I have been lukewarm at best about most of the series so far, as Jordan's penchant for exhaustive repetition is nothing short of maddening, but in this book he manages to drop it (along with the omnipresent adolescent angst that manages to overshadow every significant event by burying it under a mountain of triviality) long enough to achieve a few moments with some genuine emotional resonance. To avoid posting any spoilers, I will refrain from specifics, but the most poignant are the moments of history that Rand views, and they succeed where so many other efforts by Jordan fail because he--probably unintentionally--drops his usual writing devices and gets out of the way to simply narrate the events for us. The contrast between this part and most of the rest of the series is really amazing, and shows just how strongly we can feel the emotions of the moment without having to have it spelled out repeatedly for us both before and afterward. It's unfortunate that Jordan seems to trust the intelligence of his readers so little.
So kudos to the author for some really great moments in this book (there are one or two more, but I cannot describe them without giving things away). I wish there were more like them throughout the rest of the series.
This is a review of the audiobook version, not the book itself. I don't know whether Audio Renaissance or Audible are responsible, but the chapter breaks in this recording do not correspond with the chapters in the book. This makes the audio virtually unusable if you are reading parts as well as you go.
Good listen but some things were very annoying. First off Mr. Jordon seems to love to jump from one plot to the other with no other warning then you being confused. A couple times I though I had hit the forward button on my Ipod on accident. Took me five min to figure out where I was in the story a couple times. Also lots of filler in this book..God strike me down for saying this but maybe Ill look into the abridged versions of the next book..He describes WAY too many things that dont need to be discussed.
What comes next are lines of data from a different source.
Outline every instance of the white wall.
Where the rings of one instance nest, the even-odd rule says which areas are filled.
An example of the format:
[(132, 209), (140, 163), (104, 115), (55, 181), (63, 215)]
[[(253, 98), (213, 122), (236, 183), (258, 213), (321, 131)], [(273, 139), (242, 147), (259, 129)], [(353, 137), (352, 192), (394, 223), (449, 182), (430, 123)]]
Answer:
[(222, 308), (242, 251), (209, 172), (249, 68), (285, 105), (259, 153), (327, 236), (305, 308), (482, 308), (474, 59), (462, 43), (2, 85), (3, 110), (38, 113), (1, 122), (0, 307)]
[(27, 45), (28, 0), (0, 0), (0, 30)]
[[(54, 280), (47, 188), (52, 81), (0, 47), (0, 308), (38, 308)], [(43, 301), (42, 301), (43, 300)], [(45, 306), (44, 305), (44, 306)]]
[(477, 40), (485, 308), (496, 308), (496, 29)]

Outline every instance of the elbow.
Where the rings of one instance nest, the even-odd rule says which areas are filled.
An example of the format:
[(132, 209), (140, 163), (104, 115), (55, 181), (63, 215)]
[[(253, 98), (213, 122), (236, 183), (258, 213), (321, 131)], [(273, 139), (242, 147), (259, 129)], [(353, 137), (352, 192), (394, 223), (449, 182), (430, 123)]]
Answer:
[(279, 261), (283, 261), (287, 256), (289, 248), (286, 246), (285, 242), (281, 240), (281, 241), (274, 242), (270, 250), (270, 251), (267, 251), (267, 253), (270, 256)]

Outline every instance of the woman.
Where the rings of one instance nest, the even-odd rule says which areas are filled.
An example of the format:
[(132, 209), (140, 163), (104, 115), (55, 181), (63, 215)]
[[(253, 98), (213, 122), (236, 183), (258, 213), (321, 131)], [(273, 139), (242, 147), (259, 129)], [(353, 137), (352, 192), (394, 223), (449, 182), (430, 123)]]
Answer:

Jordan has successfully created an interesting new fantasy world, but the strength in his characters, the hardships they go through, the obligations that pull them so many ways you never know which way they'll choose, makes it something more. The story divisions are becoming a little hard to follow though--I think it splits to at least 4 different locations, not to mention points of view.
I love audio books. I never read much as a kid, but now I could go through a book a week easy. Me and my wife are full time RVers and we love it. Seeyou on the road.
This is Great
I did not realize when I purchased this audiobook that it had a female and a male narrator. This was new to me. Although it seemed a little strange to be switching back and forth it actually goes with the theme of Jordan's books. I did like both narrators and thought they did a good job. I am only disappointed not all 10 books are in audible's collection.
I can't express enough, how successful this series is. Robert Jordan was truly a master at his craft. The gradual character development in the books leaves you chomping at the bit to find out exactly how they're going to emerge. The rich and intricate histories and cultures of each nation have been thoroughly thought out and designed. Nothing is left to be desired in these books.